The CCI represents a validated and widely recognised index of comorbidity that is frequently used in cancer studies [26, 27]. A large audit of colorectal cancer patients in the South Australian Cancer Registry, for example, found that increasing comorbidity was associated with increased cancer-specific and other cause mortality [28], and in head and neck malignancies, higher CCI values are associated with poorer OS [29]. Whilst our cohort was comorbid (mean CCI 8.5), we did not identify any association between CCI and OS or PFS in univariate analysis. Comorbidity was not evaluated in univariate or multivariate survival analyses for the other large real-world publications, but Strippoli et al. did report that having no comorbidity was associated with a more favourable ORR [14, 15, 22]. Comorbid patients are more likely to have compromised functional reserves, and thus there is a theoretical concern that these patients will face higher morbidity and mortality from immune-related toxicity, as has historically been seen with chemotherapy. For example, in the prospective MOST study, looking at patients aged ≥ 70 years who received chemotherapy for colon cancer, authors reported that during the first 500 days, 49.5% of patients experienced grade 3–4 toxicity and 30% of patients died [30]. However, despite our cohort being both comorbid and older, there were no patient deaths from treatment-related toxicity and the overall safety profile appeared acceptable.

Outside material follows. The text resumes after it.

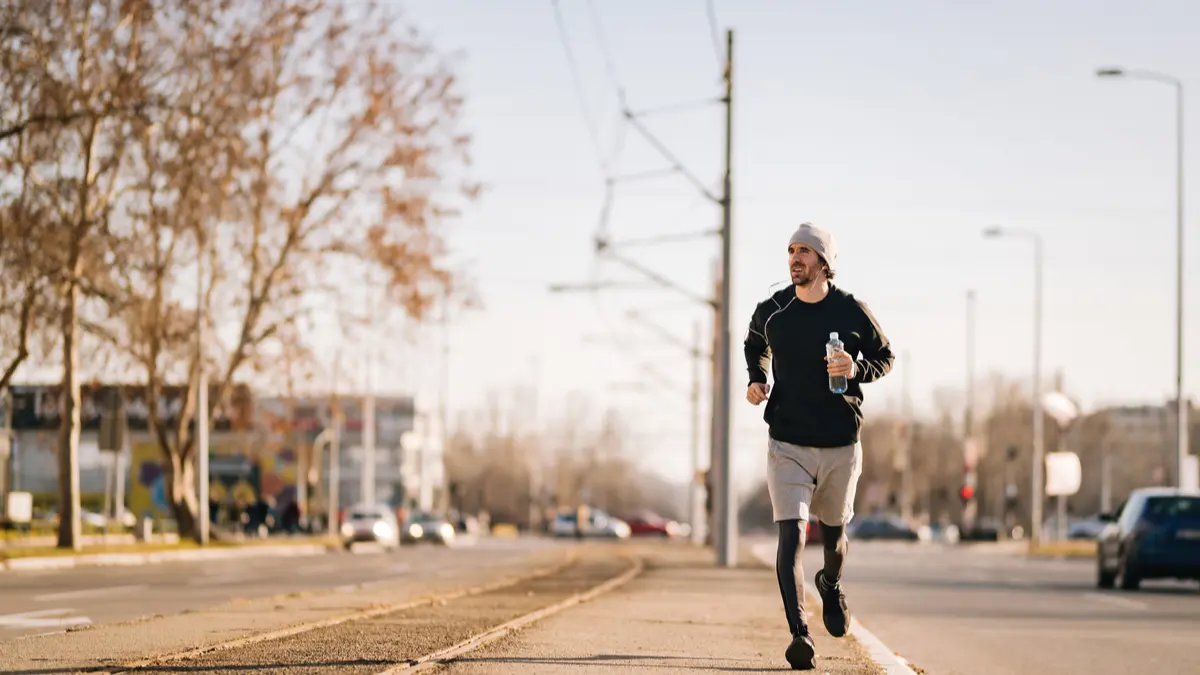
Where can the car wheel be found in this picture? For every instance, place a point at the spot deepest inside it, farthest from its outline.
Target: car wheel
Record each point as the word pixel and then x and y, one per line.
pixel 1129 579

There were 14 patients in our cohort who had locoregionally advanced disease. For many cases of locoregionally advanced CSCC, radiotherapy remains a treatment option; however, it too comes with the potential for toxicity. Whilst all patients included in this study were required to have a multidisciplinary discussion to ensure curative radiotherapy was not an option for them, there is growing interest in the use of ICIs in those for whom the morbidity of radiotherapy is deemed unacceptable. For example, there are now reports of ICIs in periorbital CSCC resulting in deep and durable responses in patients who declined curative surgery and/or radiotherapy due to concerns around the loss of their vision [31]. A single-centre retrospective review on the outcomes of radiotherapy for CSCC of the head and neck region reported radiotherapy could be well tolerated in an older cohort with CSCC without a significant impact on quality of life [2]. However, the toxicities associated with radiation can differ significantly in the aesthetically sensitive region of the head and neck based on the precise location treated, with common toxicities such as dermatitis, skin fibrosis, and alopecia to more specific toxicities such as ocular toxicity, mucositis, and xerostomia [32]. Thus a strong collaborative and multidisciplinary approach in the management of advanced CSCC remains paramount.

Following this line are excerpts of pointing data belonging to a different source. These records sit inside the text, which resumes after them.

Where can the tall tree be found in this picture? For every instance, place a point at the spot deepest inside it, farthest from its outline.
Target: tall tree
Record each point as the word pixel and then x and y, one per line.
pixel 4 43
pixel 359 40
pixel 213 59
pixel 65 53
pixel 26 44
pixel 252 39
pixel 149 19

The limitations of this study include its retrospective nature, variation in imaging modality used for tumour assessment, lack of central review of imaging and disease assessments, and that imaging assessment intervals occurred as per standard of care, thus reducing the precision of PFS estimates. Additionally, whilst this study is, to the best of our knowledge, the largest real-world report in an older cohort with advanced CSCC treated with ICIs, it is still limited by its small sample size, and thus definitive conclusions cannot be reached.

Our study demonstrates that ICIs can be considered as an acceptable treatment option in select older patients with advanced CSCC. This is particularly noteworthy given this older cohort consisted of a large number of comorbid, frail, and immunocompromised patients. The results of this study also reinforce the importance of ECOG score in selecting older advanced CSCC patients for ICIs.